Amnesty: in Libia “troppe violazioni" in un Paese del Consiglio Onu per i Diritti
umani
“Arresti, detenzione a tempo indeterminato e violenze” nei confronti dei migranti,
richiedenti asilo e rifugiati. Migliaia di esecuzioni extragiudiziali. Frustate e
carcere per le donne adultere. Sparizioni forzate di dissidenti e attivisti. Oltre
500 detenuti, di cui la metà stranieri, condannati alla pena di morte. Sono alcune
delle violazioni dei diritti umani elencate nel rapporto di Amnesty International
sulla Libia, reso noto oggi, nel quale si denuncia “l’assenza di riforme, nonostante
il Paese intenda giocare un ruolo di maggior rilievo sul piano internazionale”. Amnesty
- riferisce l’agenzia Sir - condanna anche la chiusura dell’ufficio dell’Alto Commissariato
delle Nazioni Unite per i rifugiati, “gesto che avrà un grave impatto sui rifugiati
e sui richiedenti asilo”. “Se la Libia vuole essere credibile sul piano internazionale
- ha dichiarato Hassiba Hadj Sahraoui, di Amnesty international -, le autorità devono
assicurare che nessuno sia al di sopra della legge e che tutte le persone, comprese
le più vulnerabili ed emarginate, vengano protette. La repressione del dissenso deve
cessare”. Amnesty ha accertato che le violazioni sono “commesse dalle forze di sicurezza,
in particolare dall’Agenzia per la sicurezza interna (Asi), che pare avere poteri
incontrastati di arrestare, imprigionare e interrogare persone sospettate di essere
dissidenti o di svolgere attività legate al terrorismo”. All’indomani degli attacchi
dell’11 settembre, le autorità libiche - prosegue il rapporto di Amnesty - hanno fatto
ricorso all’argomento della “guerra al terrore” per “giustificare la detenzione arbitraria
di centinaia di persone considerate voci critiche o una minaccia alla sicurezza nazionale”.

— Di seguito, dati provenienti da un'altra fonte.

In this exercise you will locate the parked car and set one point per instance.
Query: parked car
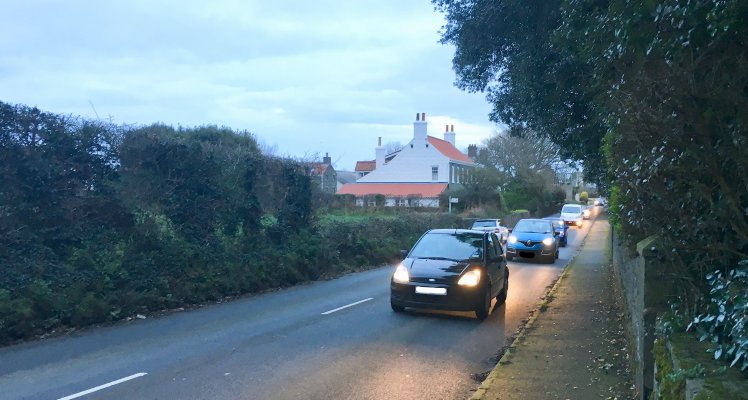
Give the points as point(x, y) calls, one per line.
point(572, 214)
point(535, 239)
point(451, 269)
point(492, 225)
point(561, 229)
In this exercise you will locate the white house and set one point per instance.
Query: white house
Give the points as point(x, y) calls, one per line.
point(417, 174)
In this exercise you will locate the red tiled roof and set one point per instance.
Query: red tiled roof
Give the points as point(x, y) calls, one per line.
point(365, 166)
point(427, 190)
point(449, 150)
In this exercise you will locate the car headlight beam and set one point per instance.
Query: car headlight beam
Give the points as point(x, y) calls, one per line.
point(401, 274)
point(470, 278)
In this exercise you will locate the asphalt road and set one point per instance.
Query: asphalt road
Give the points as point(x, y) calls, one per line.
point(297, 343)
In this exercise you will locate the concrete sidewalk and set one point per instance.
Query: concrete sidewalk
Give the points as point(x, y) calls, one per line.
point(573, 347)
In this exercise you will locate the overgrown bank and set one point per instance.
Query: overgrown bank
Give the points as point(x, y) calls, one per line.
point(100, 222)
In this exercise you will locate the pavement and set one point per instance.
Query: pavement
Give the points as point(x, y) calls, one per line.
point(573, 345)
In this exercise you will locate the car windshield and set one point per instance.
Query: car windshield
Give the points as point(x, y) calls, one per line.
point(532, 227)
point(486, 223)
point(449, 246)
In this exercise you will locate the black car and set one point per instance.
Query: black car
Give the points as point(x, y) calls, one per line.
point(452, 269)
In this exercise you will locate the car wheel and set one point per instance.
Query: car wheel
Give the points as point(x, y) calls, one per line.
point(484, 309)
point(501, 297)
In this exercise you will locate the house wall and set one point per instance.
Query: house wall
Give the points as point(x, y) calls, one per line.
point(412, 165)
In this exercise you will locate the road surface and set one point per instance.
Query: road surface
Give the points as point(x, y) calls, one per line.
point(332, 339)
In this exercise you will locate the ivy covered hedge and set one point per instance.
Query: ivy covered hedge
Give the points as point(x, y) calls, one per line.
point(101, 222)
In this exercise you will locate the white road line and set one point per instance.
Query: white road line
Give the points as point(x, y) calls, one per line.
point(104, 386)
point(349, 305)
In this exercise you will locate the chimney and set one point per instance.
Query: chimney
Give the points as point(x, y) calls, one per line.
point(420, 129)
point(473, 151)
point(380, 154)
point(449, 135)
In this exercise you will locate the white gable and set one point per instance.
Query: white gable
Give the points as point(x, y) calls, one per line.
point(413, 164)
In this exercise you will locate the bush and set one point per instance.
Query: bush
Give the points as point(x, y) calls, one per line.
point(723, 324)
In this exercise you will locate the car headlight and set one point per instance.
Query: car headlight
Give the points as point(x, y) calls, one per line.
point(470, 278)
point(401, 274)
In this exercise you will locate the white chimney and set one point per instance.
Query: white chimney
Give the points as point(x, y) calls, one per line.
point(449, 135)
point(380, 154)
point(420, 129)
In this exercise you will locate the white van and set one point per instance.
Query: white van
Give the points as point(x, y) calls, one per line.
point(572, 214)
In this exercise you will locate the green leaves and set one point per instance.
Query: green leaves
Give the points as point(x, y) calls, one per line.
point(724, 321)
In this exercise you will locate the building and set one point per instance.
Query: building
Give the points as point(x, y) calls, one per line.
point(414, 176)
point(324, 175)
point(345, 177)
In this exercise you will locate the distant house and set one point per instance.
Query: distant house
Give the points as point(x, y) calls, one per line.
point(364, 167)
point(414, 176)
point(345, 177)
point(324, 175)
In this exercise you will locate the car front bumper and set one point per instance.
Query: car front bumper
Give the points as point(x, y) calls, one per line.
point(529, 252)
point(458, 298)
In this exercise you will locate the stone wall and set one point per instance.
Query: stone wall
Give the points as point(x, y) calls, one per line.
point(640, 278)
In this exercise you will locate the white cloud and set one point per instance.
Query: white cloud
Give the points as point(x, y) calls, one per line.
point(310, 77)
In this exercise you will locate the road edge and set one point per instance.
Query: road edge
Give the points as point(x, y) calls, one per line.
point(534, 313)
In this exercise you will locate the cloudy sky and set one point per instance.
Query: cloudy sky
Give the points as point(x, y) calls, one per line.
point(306, 77)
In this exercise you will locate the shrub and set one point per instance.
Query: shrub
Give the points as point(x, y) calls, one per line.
point(724, 321)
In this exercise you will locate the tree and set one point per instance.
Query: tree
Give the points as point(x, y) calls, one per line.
point(515, 155)
point(509, 50)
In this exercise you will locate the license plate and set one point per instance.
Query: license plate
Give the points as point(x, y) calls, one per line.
point(428, 290)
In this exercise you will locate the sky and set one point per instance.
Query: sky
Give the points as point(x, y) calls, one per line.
point(305, 77)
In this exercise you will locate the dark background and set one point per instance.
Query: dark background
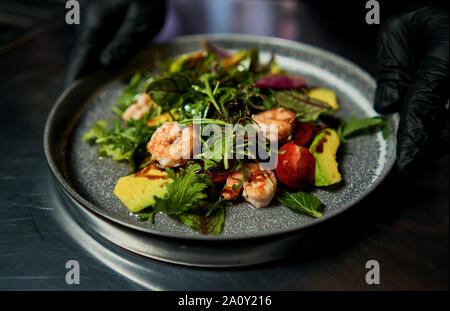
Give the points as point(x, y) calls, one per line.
point(403, 224)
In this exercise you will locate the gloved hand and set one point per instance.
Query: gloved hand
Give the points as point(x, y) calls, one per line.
point(413, 79)
point(111, 31)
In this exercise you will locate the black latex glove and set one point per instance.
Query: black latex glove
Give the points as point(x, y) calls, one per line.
point(111, 31)
point(413, 79)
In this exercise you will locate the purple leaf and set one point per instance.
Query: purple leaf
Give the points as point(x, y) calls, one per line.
point(281, 81)
point(207, 46)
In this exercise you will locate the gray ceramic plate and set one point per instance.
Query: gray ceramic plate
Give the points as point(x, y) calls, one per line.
point(90, 180)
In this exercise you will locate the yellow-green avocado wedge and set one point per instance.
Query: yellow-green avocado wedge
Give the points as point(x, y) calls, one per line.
point(138, 191)
point(324, 148)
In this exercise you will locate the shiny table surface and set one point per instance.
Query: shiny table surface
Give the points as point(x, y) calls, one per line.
point(403, 224)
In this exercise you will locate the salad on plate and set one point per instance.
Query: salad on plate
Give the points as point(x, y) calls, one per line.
point(214, 127)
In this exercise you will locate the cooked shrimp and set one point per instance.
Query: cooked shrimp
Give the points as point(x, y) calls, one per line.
point(276, 124)
point(259, 185)
point(172, 144)
point(139, 108)
point(231, 190)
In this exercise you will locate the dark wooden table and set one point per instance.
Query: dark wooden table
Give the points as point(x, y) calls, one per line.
point(403, 224)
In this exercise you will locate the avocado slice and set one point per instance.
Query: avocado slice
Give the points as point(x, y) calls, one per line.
point(138, 191)
point(324, 148)
point(326, 95)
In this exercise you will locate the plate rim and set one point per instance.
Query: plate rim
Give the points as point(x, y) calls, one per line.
point(61, 180)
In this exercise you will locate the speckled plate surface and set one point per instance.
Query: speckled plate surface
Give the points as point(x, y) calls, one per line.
point(90, 180)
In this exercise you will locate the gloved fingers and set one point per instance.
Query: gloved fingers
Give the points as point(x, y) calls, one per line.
point(142, 21)
point(394, 61)
point(423, 129)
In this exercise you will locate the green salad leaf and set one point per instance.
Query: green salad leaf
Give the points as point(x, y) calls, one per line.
point(355, 126)
point(211, 224)
point(168, 88)
point(183, 194)
point(302, 202)
point(122, 142)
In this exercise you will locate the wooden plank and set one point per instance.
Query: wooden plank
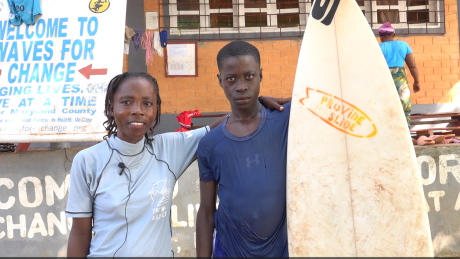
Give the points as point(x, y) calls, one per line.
point(446, 128)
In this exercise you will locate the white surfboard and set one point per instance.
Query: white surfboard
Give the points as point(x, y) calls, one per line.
point(353, 185)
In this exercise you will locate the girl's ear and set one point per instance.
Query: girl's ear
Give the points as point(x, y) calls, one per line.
point(111, 110)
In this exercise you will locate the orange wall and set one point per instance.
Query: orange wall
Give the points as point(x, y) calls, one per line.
point(437, 58)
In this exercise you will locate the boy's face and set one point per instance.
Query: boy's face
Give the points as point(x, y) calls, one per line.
point(240, 78)
point(134, 108)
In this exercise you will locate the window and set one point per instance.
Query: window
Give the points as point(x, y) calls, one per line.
point(257, 19)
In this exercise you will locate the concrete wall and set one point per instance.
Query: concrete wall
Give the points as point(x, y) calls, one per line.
point(440, 170)
point(33, 197)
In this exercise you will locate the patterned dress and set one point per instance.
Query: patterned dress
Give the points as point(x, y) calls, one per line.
point(400, 80)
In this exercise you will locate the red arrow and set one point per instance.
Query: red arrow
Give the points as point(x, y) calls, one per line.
point(89, 71)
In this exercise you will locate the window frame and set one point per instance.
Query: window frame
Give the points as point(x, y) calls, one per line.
point(435, 26)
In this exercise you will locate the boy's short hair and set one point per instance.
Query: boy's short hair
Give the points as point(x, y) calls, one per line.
point(236, 49)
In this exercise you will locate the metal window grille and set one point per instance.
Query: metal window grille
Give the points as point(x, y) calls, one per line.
point(271, 19)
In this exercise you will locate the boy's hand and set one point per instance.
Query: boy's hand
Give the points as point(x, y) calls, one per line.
point(273, 103)
point(416, 87)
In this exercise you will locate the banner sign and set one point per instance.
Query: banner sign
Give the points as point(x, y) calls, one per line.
point(54, 74)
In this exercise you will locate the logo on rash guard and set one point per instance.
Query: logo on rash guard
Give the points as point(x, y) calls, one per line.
point(160, 194)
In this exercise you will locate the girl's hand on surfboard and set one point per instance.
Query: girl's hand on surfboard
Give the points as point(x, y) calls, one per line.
point(273, 103)
point(416, 87)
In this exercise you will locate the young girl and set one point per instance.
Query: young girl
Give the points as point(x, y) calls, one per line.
point(121, 189)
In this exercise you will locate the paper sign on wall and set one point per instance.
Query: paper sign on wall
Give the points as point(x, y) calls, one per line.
point(54, 74)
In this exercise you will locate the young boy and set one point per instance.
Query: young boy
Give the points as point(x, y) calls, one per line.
point(245, 159)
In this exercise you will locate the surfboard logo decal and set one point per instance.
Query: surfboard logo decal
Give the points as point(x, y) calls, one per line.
point(319, 10)
point(338, 113)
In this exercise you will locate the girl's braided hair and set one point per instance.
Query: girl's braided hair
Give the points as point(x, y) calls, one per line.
point(110, 124)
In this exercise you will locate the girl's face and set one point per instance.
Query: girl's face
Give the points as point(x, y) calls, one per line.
point(134, 108)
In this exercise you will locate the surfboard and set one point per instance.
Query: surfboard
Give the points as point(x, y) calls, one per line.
point(353, 187)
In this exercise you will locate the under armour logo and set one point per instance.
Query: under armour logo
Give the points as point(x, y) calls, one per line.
point(256, 160)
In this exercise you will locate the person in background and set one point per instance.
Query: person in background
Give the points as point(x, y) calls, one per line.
point(396, 53)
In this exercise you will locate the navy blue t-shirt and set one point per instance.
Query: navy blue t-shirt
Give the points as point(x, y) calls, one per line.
point(251, 174)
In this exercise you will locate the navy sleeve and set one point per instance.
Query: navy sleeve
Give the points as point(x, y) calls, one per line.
point(204, 167)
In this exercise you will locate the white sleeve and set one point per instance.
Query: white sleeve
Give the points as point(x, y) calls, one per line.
point(178, 149)
point(80, 201)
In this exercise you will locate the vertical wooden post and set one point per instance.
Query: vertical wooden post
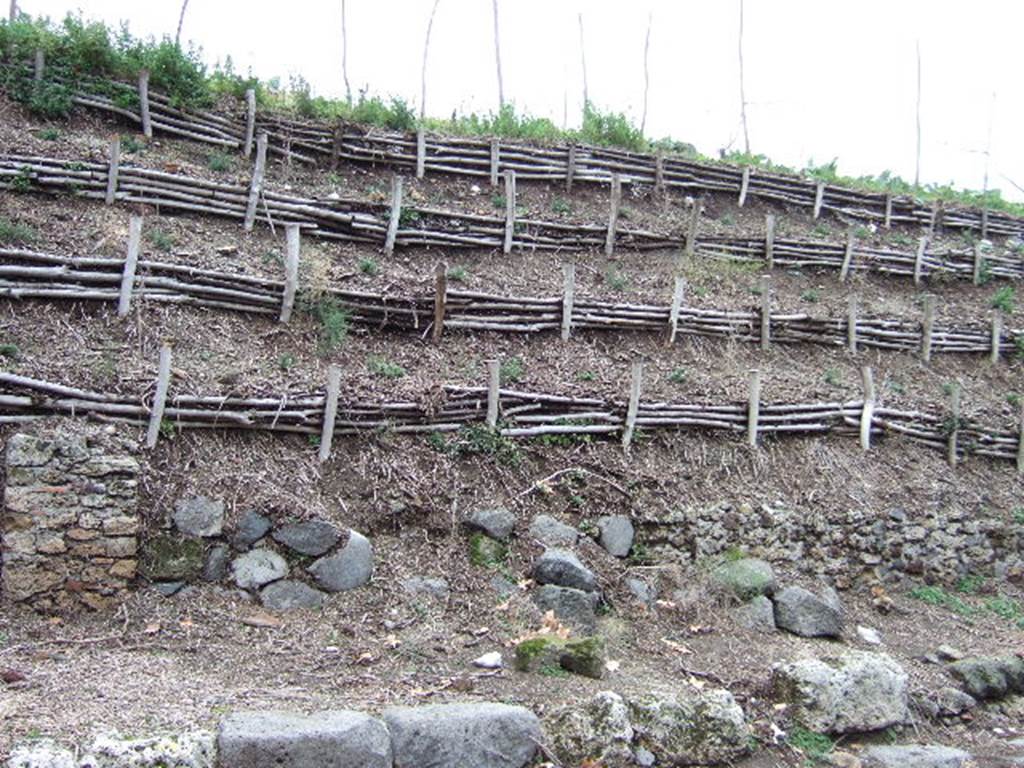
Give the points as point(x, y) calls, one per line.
point(395, 215)
point(919, 260)
point(568, 297)
point(678, 295)
point(867, 414)
point(844, 271)
point(509, 210)
point(330, 412)
point(250, 121)
point(494, 381)
point(753, 408)
point(256, 185)
point(634, 404)
point(292, 245)
point(765, 312)
point(996, 337)
point(954, 396)
point(570, 170)
point(131, 261)
point(421, 153)
point(495, 161)
point(143, 102)
point(440, 298)
point(744, 185)
point(616, 195)
point(770, 241)
point(112, 173)
point(927, 328)
point(851, 325)
point(160, 398)
point(819, 199)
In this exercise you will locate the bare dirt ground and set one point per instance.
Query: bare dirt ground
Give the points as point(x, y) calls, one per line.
point(183, 662)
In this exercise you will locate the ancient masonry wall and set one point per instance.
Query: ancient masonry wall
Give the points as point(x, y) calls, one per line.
point(70, 523)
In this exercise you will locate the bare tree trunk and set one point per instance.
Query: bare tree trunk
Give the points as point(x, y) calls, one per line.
point(498, 59)
point(916, 167)
point(344, 53)
point(742, 91)
point(646, 75)
point(181, 19)
point(583, 58)
point(423, 74)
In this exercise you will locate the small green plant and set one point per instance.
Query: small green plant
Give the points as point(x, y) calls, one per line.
point(1004, 299)
point(458, 273)
point(815, 747)
point(510, 371)
point(12, 231)
point(160, 240)
point(382, 367)
point(219, 162)
point(560, 206)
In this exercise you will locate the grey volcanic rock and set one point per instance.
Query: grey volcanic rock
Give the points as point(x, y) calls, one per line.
point(477, 735)
point(325, 739)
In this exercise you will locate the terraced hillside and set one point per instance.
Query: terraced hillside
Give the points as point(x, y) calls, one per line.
point(391, 372)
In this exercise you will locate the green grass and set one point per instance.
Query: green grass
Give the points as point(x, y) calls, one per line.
point(14, 231)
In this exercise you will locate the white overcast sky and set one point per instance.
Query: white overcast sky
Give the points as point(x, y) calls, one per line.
point(824, 78)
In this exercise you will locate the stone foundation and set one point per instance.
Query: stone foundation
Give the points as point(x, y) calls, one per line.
point(70, 521)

“I partner internazionali della Libia non possono ignorare l’agghiacciante situazione
dei diritti umani in nome dei loro interessi nazionali – ha sottolineato Hassiba Hadj
Sahraoui -. Come membro della comunità internazionale, la Libia ha la responsabilità
di rispettare gli obblighi in materia di diritti umani e occuparsi delle violazioni
anziché nasconderle. La contraddizione di un Paese che fa parte del Consiglio Onu
dei diritti umani e rifiuta le visite dei suoi esperti indipendenti sui diritti umani,
- conclude il responsabile di Amnesty - è stridente”. (R.G.)